First, it appeared to me as if the lappet of my overcoat pocket were in

movement, being raised. I did not pay much attention to this, as I

supposed that the garment was sliding down on to the seat of the sofa,

from the back, and that this displacement of gravity caused the movement

I observed. But this I soon saw was not the case. That which moved the

lappet was something in the pocket that was struggling to get out. I

could see now that it was working its way up the inside, and that when

it reached the opening it lost balance and fell down again. I could make

this out by the projections and indentations in the cloth; these moved

as the creature, or whatever it was, worked its way up the lining.
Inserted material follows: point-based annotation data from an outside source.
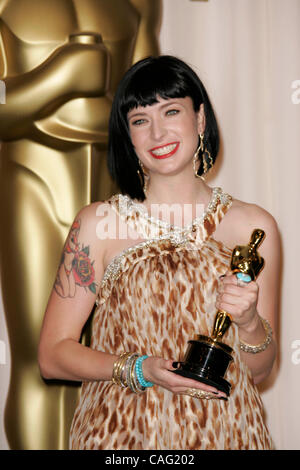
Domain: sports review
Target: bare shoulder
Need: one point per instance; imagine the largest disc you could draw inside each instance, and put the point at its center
(240, 221)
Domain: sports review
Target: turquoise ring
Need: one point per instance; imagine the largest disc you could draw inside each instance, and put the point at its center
(243, 277)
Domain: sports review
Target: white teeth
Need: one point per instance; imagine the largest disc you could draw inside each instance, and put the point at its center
(164, 150)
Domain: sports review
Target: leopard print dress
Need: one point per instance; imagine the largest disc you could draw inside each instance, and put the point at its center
(154, 297)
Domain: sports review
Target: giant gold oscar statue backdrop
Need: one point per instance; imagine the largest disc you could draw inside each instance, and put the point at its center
(61, 61)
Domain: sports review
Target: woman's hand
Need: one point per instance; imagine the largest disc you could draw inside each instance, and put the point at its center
(159, 372)
(239, 300)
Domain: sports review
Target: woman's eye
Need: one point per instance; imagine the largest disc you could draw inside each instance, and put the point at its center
(172, 111)
(138, 122)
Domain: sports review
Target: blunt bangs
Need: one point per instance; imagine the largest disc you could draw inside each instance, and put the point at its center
(143, 84)
(159, 78)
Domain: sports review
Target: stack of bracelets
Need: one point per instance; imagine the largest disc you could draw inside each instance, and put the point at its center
(127, 372)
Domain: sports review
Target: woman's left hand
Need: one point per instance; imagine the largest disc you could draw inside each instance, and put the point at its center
(238, 299)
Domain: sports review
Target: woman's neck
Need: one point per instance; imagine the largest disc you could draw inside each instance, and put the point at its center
(172, 190)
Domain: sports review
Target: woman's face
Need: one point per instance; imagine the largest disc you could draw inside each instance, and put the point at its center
(165, 134)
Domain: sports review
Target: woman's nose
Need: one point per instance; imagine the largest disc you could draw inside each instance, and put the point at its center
(158, 129)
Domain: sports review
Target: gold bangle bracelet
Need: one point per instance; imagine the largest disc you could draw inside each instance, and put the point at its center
(254, 349)
(118, 369)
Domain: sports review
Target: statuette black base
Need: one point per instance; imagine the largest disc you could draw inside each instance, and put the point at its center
(207, 360)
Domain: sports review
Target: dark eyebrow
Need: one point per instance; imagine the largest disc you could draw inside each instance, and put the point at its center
(163, 105)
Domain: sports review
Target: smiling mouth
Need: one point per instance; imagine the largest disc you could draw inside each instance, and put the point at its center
(164, 151)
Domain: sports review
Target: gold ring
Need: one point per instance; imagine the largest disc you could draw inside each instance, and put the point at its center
(196, 393)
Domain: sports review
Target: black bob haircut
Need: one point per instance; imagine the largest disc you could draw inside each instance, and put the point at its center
(165, 77)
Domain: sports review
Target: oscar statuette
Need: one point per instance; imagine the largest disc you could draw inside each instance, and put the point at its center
(207, 357)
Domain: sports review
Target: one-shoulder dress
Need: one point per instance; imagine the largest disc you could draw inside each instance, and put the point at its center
(154, 297)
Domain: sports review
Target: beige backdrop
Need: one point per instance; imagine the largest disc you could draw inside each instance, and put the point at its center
(247, 52)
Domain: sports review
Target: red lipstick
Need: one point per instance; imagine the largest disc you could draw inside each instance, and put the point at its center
(164, 155)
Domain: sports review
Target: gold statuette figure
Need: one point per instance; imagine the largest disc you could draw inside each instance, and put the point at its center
(207, 358)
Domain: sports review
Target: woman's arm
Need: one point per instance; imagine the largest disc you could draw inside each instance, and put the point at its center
(257, 299)
(60, 355)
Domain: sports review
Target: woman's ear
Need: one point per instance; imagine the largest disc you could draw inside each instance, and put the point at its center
(201, 119)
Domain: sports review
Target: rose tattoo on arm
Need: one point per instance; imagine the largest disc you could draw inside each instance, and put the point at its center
(76, 267)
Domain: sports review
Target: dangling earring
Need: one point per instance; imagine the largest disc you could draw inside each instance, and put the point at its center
(144, 178)
(196, 159)
(207, 161)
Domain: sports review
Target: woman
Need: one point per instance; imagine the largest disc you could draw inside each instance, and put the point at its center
(158, 278)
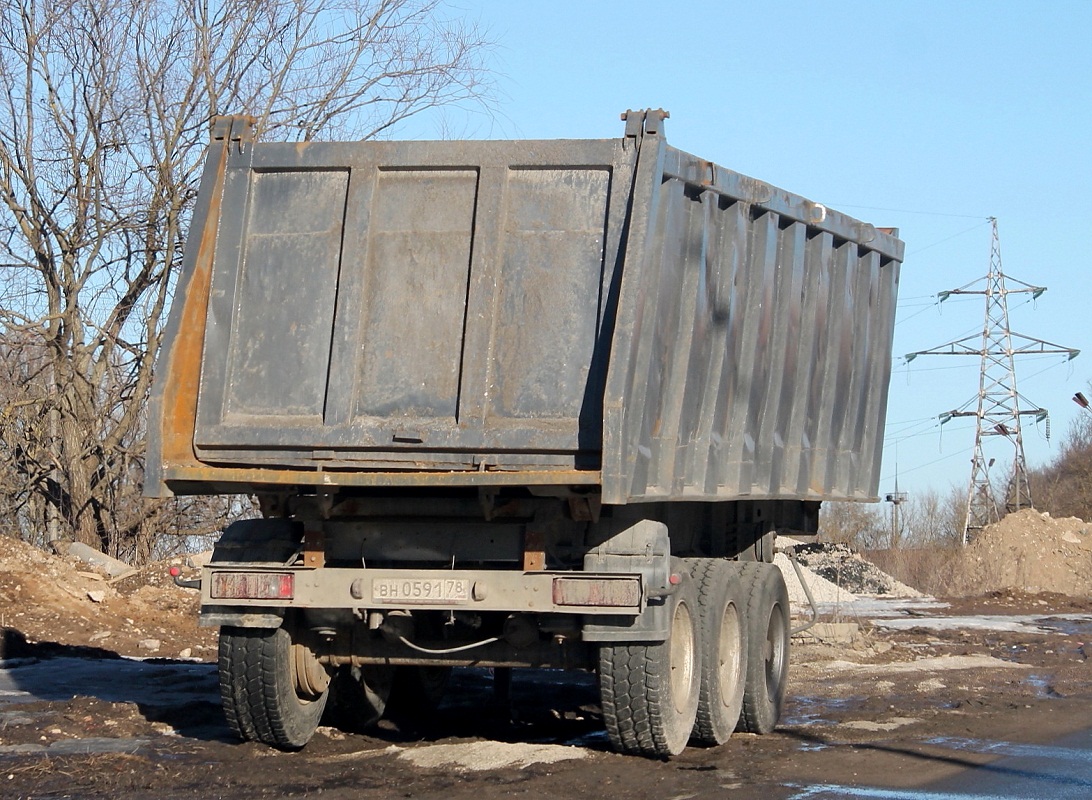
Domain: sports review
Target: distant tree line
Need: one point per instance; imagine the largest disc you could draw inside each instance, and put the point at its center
(105, 111)
(933, 518)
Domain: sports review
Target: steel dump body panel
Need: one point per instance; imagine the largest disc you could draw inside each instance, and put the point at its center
(582, 311)
(382, 299)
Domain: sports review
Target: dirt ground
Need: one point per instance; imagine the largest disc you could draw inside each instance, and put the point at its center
(923, 692)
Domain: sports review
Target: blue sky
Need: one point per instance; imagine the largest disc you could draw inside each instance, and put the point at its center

"A mouse," I said, and forgot my seediness; I was interested. "The

little rascal! However did he contrive to seat himself in my pocket? and

I have worn that overcoat all the morning!" But no--it was not a mouse.
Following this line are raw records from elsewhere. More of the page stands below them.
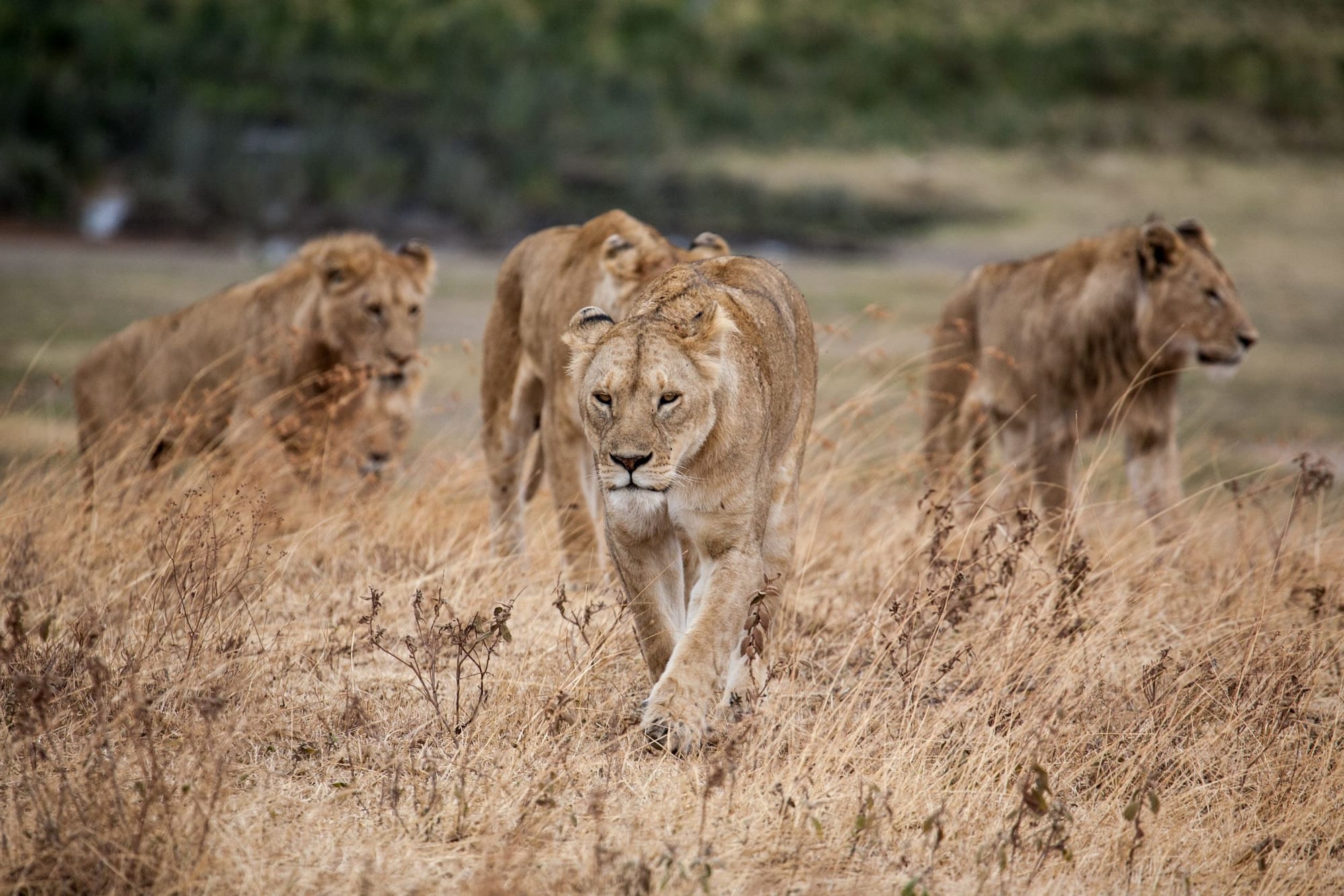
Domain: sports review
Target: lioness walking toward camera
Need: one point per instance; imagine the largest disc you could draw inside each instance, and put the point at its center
(525, 389)
(229, 367)
(1057, 349)
(697, 408)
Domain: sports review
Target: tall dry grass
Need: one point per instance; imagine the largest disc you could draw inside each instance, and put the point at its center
(205, 687)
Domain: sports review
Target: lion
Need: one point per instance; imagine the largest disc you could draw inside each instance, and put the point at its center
(358, 428)
(525, 389)
(697, 410)
(1091, 338)
(224, 370)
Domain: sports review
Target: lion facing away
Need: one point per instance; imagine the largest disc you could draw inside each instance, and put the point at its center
(525, 388)
(228, 367)
(1057, 349)
(697, 410)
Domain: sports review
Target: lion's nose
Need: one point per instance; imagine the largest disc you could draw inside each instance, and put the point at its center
(632, 461)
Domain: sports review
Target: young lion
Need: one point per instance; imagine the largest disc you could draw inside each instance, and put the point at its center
(1060, 347)
(698, 409)
(360, 425)
(226, 367)
(542, 283)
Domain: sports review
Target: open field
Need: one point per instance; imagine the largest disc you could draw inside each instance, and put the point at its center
(192, 699)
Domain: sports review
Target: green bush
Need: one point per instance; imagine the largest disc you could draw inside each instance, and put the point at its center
(295, 116)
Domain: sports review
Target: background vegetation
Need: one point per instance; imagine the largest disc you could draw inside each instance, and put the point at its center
(489, 119)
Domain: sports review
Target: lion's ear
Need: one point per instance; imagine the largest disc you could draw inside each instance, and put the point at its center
(1159, 249)
(421, 260)
(1194, 233)
(704, 337)
(587, 330)
(709, 245)
(619, 257)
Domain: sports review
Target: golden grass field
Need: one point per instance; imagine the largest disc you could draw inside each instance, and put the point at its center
(192, 698)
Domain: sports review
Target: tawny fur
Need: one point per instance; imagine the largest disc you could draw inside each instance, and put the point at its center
(226, 369)
(525, 389)
(358, 428)
(697, 409)
(1045, 353)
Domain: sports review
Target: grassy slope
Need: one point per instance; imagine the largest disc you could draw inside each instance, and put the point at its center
(230, 727)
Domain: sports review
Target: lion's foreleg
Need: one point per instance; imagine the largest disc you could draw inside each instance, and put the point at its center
(650, 565)
(1154, 468)
(685, 698)
(568, 455)
(505, 441)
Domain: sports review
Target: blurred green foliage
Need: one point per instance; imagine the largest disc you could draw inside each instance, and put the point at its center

I saw something white poke its way out from under the lappet; and in

another moment an object was revealed that, though revealed, I could not

understand, nor could I distinguish what it was.
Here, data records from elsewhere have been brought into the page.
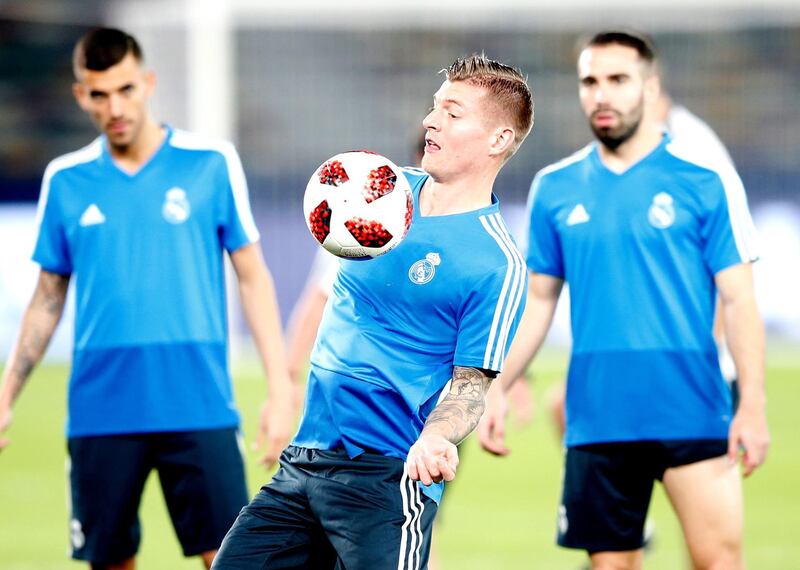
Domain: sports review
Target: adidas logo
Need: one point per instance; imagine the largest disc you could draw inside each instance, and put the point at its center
(92, 216)
(578, 215)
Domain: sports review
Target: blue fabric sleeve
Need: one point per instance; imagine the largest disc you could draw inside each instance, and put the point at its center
(51, 251)
(544, 246)
(490, 316)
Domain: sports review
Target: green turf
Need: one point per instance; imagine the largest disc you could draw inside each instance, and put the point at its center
(499, 514)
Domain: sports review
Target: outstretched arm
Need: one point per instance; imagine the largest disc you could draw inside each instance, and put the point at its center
(543, 293)
(434, 457)
(260, 307)
(38, 324)
(744, 331)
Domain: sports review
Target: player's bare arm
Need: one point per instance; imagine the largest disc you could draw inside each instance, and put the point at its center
(434, 457)
(38, 324)
(260, 306)
(744, 331)
(543, 293)
(458, 414)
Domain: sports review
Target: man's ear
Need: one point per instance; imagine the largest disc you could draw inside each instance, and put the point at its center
(79, 92)
(502, 140)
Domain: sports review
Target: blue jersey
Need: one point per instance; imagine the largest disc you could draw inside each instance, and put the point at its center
(450, 294)
(146, 254)
(639, 251)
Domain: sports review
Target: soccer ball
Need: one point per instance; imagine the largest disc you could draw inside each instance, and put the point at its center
(358, 205)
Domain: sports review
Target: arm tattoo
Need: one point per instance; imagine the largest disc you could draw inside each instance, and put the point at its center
(458, 414)
(39, 322)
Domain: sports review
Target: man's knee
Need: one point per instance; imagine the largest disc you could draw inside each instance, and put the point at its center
(722, 555)
(627, 560)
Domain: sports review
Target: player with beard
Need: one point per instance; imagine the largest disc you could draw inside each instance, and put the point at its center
(646, 236)
(140, 220)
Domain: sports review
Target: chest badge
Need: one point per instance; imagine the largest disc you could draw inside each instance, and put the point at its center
(423, 271)
(661, 214)
(176, 208)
Now roused by curiosity, I raised myself on my elbow. In doing this I

made some noise, the bed creaked. Instantly the something dropped on the

floor, lay outstretched for a moment, to recover itself, and then began,

with the motions of a maggot, to run along the floor.



There is a caterpillar called "The Measurer," because, when it advances,

it draws its tail up to where its head is and then throws forward its

full length, and again draws up its extremity, forming at each time a

loop; and with each step measuring its total length. The object I now

saw on the floor was advancing precisely like the measuring caterpillar.

It had the colour of a cheese-maggot, and in length was about three and

a half inches. It was not, however, like a caterpillar, which is

flexible throughout its entire length, but this was, as it seemed to me,

jointed in two places, one joint being more conspicuous than the other.

For some moments I was so completely paralysed by astonishment that I

remained motionless, looking at the thing as it crawled along the

carpet--a dull green carpet with darker green, almost black, flowers in

it.



It had, as it seemed to me, a glossy head, distinctly marked; but, as

the light was not brilliant, I could not make out very clearly, and,

moreover, the rapid movements prevented close scrutiny.



Presently, with a shock still more startling than that produced by its

apparition at the opening of the pocket of my great-coat, I became

convinced that what I saw was a finger, a human forefinger, and that the

glossy head was no other than the nail.



The finger did not seem to have been amputated. There was no sign of

blood or laceration where the knuckle should be, but the extremity of

the finger, or root rather, faded away to indistinctness, and I was

unable to make out the root of the finger.



I could see no hand, no body behind this finger, nothing whatever except

a finger that had little token of warm life in it, no coloration as

though blood circulated in it; and this finger was in active motion

creeping along the carpet towards a wardrobe that stood against the wall

by the fireplace.



I sprang off the bed and pursued it.



Evidently the finger was alarmed, for it redoubled its pace, reached the

wardrobe, and went under it. By the time I had arrived at the article of

furniture it had disappeared. I lit a vesta match and held it beneath

the wardrobe, that was raised above the carpet by about two inches, on

turned feet, but I could see nothing more of the finger.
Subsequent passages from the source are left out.